Although the main motivation for initiating an intervention in the Indian brick industry was to find a solution to a global environmental problem (it was financed from a special global environmental fund), it would not have acceptable to an agency like SDC if the intervention would not – at the same time – improve the social conditions of the workers. This was not an easy task as the brick industry is well-known for its very harsh working conditions. Millions of people from the poverty pockets of India and Bangladesh are migrating every year during the dry season – when there is no work as farm labourers – to the over 50’000 brick kilns in Northern India desperately seeking a job as firemen or as brick-moulders. As long as this poverty remains, this “industrial reserve army” will flock out to these kilns and there are few incentives for brick kiln owners to invest in better working conditions or in selective mechanisation: as long as it is cheaper to pug clay by foot and mould bricks by hand, there will be no machines.

Despite these difficulties, the different brick teams in India, Nepal and Vietnam took up the challenge and tried to find different ways of techno-social integration.
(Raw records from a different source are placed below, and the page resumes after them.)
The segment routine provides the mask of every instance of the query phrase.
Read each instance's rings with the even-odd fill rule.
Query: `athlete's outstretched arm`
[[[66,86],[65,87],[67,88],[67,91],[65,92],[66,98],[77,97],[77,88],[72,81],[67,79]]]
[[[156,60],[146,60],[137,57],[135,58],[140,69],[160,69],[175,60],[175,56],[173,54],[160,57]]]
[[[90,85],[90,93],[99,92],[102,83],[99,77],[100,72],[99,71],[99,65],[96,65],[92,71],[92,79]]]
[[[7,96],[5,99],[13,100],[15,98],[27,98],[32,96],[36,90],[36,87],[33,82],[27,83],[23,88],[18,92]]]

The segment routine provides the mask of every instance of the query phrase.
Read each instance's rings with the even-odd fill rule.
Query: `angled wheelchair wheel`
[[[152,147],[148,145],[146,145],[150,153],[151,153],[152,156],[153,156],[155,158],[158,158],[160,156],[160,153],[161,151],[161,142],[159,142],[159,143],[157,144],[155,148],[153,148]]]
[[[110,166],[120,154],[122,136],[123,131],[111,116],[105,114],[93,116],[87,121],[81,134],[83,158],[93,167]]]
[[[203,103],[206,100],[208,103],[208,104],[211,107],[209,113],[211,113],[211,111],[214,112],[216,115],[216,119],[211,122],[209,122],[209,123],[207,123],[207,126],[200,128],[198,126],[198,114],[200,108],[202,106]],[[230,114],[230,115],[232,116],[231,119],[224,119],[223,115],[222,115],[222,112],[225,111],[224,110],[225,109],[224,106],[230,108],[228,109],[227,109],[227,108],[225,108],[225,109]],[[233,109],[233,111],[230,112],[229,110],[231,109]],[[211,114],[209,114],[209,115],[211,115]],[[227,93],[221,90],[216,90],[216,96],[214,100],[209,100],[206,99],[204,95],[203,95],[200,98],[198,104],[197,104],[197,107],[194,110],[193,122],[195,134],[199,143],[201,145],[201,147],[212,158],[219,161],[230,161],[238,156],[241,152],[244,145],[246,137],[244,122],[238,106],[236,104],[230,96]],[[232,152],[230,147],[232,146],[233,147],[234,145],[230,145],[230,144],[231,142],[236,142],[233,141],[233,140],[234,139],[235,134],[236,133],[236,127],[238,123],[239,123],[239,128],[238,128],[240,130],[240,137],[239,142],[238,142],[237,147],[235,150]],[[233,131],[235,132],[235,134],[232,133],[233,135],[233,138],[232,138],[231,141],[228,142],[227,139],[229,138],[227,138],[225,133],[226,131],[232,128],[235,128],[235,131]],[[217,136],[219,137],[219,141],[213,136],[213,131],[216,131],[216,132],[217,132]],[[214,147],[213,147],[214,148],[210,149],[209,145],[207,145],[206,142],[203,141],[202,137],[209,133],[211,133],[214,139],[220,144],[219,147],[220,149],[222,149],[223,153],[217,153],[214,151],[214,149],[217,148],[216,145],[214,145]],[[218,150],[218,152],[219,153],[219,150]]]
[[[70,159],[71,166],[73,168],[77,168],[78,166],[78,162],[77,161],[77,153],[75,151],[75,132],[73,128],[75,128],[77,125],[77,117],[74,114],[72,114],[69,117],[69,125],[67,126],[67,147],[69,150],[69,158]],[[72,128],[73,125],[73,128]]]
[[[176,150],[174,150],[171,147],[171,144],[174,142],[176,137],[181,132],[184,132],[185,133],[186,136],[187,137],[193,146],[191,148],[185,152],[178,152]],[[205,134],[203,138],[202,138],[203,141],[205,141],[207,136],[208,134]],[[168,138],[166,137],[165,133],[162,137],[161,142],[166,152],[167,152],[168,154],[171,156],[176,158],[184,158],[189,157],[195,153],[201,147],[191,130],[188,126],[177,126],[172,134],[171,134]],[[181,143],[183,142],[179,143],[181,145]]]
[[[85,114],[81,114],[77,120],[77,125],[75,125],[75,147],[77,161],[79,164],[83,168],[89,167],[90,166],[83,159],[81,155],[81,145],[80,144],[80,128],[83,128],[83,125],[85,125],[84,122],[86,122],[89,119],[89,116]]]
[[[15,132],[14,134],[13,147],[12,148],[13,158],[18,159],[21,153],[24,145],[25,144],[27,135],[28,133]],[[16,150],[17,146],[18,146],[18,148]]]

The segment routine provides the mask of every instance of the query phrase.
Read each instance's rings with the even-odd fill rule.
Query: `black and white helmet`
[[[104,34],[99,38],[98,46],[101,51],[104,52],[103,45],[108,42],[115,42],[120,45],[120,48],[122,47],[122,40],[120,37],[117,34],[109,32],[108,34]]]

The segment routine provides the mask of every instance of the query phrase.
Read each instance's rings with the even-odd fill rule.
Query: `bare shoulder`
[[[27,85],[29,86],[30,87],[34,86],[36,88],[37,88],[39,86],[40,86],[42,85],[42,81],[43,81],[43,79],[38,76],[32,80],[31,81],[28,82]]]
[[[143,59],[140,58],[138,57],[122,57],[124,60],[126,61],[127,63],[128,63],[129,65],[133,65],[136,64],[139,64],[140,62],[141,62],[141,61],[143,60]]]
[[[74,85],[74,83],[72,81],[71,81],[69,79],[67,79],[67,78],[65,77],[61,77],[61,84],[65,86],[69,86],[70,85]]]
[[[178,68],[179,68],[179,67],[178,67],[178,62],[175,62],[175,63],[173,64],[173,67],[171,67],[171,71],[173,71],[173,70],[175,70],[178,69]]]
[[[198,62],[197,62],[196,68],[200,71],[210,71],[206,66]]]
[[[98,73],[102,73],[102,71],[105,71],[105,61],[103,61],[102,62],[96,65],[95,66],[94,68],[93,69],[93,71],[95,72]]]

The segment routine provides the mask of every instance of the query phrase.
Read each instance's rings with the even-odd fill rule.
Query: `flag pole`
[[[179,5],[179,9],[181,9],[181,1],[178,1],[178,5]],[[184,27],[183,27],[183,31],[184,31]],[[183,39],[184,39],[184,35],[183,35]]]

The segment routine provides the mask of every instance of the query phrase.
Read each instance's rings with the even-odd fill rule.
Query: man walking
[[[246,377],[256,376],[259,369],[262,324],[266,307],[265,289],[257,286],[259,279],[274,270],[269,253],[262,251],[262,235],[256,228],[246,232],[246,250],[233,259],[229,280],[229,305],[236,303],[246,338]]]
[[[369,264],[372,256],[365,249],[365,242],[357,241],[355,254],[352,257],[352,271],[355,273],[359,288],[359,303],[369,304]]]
Many promising social innovations have been tried and many of them were successful:

  • Technical improvements: some of these innovations require technical improvements such as better air quality through chimneys and ventilation; mechanical pugmills and mechanised brick-moulding machines instead of treating the clay by foot and moulding the bricks by hand.
  • Better working conditions for workers: significant improvements are possible with a practical approach like introducing Child-care-centres on brick kilns rather than leaving the children play in the mud; a dialogue with brick workers (firemen, moulders and kiln owners) can bring small but crucial improvements, for example a simple mobile phone on a kiln makes communication between firemen and their families possible
  • New forms of ownership: different models of new ownership have been tried out, for example six community owned kilns are operating in Orissa, in South India, 11 women Self-Help Groups are operating a VSBK; they are still struggling with management problems but with the right support they may succeed.
  • Organising small brick-makers and workers: More that 20,000 brick firemen and their families have been organised in North India. Similarly, capacity-building and organised dialogue has been undertaken with hundreds of small brick-makers in Nam Dinh province of Vietnam.